The Ozymandias series is inspired by Shelley’s poem of the same name. The poem and my series investigate the hubris and inhumanity of some of the world’s most recent genocidal dictators, some long gone, some still in power, all men.
Back in my teaching days, Ozymandias was on the curriculum and it is one of those powerful and memorable poems that becomes more relevant with the passage of time. My exciting life as a hippie, then as a diplomatic wife and latterly as a tourist has taken me all over the world. About 5 years ago we were following the Silk Route across China, Uzbekistan, Turkmenistan, Kyrgystan, visiting endless tombs, monuments, mosques, some amongst the earliest in human existence, some merely enormous new hydro poles crossing vast and uninhabited areas. Ozymandias came back to me as epitomizing what man erects in his own name.
The poem and its symbolism sat quietly in my head until the Arab Spring started and the imperial nature of Ghadaffi and others became clearer.
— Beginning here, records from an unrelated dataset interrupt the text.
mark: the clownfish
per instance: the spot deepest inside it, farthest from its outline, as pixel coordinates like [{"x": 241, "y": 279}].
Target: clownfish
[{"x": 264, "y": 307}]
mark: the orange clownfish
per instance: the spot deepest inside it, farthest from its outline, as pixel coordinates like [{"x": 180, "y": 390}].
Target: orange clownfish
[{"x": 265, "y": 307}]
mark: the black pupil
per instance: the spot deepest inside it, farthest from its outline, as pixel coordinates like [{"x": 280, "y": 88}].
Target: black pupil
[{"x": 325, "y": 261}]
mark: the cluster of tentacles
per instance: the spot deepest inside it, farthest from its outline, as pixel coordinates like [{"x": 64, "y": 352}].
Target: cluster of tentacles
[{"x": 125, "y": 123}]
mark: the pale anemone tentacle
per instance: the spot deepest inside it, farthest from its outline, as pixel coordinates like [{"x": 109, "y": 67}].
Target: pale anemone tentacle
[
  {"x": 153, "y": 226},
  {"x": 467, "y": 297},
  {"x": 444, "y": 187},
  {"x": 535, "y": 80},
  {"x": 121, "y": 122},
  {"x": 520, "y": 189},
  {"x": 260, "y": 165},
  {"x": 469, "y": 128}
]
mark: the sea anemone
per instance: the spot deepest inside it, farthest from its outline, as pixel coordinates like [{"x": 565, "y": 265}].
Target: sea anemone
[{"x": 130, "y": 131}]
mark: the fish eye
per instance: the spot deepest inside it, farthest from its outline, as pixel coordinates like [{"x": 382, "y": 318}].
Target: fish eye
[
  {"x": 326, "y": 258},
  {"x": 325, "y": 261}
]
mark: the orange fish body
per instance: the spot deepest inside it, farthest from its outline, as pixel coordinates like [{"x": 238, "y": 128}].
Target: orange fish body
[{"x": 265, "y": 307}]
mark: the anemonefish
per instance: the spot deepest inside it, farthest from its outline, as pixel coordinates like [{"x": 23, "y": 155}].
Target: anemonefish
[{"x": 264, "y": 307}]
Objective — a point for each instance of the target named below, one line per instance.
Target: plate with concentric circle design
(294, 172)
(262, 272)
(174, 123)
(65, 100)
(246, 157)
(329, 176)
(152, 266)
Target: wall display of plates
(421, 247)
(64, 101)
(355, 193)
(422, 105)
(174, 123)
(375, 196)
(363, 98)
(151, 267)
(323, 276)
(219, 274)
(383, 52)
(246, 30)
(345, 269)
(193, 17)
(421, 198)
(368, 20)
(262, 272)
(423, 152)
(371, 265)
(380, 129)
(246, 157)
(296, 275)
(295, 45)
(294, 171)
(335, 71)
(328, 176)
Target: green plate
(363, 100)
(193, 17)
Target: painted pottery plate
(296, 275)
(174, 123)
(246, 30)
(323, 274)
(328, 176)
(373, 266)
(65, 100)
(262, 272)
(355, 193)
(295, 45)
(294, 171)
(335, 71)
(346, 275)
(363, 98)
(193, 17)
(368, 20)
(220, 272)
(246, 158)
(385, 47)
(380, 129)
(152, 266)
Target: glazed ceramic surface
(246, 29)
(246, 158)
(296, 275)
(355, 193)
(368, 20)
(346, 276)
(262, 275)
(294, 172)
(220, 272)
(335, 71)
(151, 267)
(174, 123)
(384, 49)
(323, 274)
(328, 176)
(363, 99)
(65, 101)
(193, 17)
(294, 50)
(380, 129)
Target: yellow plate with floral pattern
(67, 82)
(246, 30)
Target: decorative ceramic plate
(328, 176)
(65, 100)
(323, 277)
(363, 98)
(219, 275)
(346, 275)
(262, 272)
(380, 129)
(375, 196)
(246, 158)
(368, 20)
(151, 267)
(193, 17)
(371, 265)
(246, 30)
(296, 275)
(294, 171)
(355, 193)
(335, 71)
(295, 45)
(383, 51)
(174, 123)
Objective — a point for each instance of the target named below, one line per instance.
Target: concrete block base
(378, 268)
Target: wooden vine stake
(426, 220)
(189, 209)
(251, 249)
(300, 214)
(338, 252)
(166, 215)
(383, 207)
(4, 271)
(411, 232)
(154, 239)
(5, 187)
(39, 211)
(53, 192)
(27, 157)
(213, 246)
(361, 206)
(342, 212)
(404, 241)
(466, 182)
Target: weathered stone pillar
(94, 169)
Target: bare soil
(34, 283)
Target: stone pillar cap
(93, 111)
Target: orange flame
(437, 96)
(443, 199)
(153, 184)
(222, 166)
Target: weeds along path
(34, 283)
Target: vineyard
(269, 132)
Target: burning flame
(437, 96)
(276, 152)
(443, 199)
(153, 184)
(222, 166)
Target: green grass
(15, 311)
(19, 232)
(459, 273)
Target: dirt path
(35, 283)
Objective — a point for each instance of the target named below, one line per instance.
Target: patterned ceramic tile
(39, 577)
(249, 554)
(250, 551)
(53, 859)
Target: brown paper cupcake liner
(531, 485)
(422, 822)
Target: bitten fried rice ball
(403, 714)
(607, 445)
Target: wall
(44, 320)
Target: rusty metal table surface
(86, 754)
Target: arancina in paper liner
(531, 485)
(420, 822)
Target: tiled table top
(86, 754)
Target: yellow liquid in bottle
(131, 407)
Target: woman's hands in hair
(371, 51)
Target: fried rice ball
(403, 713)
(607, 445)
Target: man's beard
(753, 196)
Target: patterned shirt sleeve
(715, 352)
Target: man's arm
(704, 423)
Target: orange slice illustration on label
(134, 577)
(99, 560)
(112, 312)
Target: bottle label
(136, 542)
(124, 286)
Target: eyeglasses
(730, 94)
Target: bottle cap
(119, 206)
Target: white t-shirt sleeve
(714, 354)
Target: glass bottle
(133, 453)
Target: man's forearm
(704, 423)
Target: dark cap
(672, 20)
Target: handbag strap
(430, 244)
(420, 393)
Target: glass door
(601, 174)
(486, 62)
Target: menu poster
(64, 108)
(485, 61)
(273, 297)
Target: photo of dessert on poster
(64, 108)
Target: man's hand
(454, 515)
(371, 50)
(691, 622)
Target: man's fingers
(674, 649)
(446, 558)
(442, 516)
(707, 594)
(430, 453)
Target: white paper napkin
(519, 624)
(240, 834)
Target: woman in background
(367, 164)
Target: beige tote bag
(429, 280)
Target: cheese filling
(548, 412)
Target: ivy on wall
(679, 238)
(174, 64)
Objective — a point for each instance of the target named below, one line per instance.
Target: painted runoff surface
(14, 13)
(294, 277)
The rapidity of events fascinated me and I began to link the carnage of the Arab Spring with other genocides and particularly with Ozymandias, the “sneer of cold command”. My life has been filled with experiences under such dictators (with the exception of Sudan, I have lived in or travelled in all the other countries represented in the paintings)”.
In making my selection of who to paint (and there are many of them) I decided they needed to have been committing their atrocities during my lifetime, to have been truly genocidal in the sense of deliberately killing their own citizens and to have been the leader of their nation during the time of pursuing these murders. There are, alas, many more that could have been included.
Ozymandias
by Percey Bysshe Shelly (1792-1822)
I met a traveler from an antique land
Who said: Two vast and trunkless legs of stone
Stand in the desert. Near them, on the sand,
Half sunk, a shattered visage lies, whose frown,
And wrinkled lip, and sneer of cold command,
Tell that its sculptor well those passions read
Which yet survive, stamped on these lifeless things,
The hand that mocked them, and the heart that fed;
And on the pedestal these words appear:
“My name is Ozymandias, king of kings:
Look on my works, ye Mighty, and despair!”
Nothing beside remains. Round the decay
Of that colossal wreck, boundless and bare
The lone and level sands stretch far away.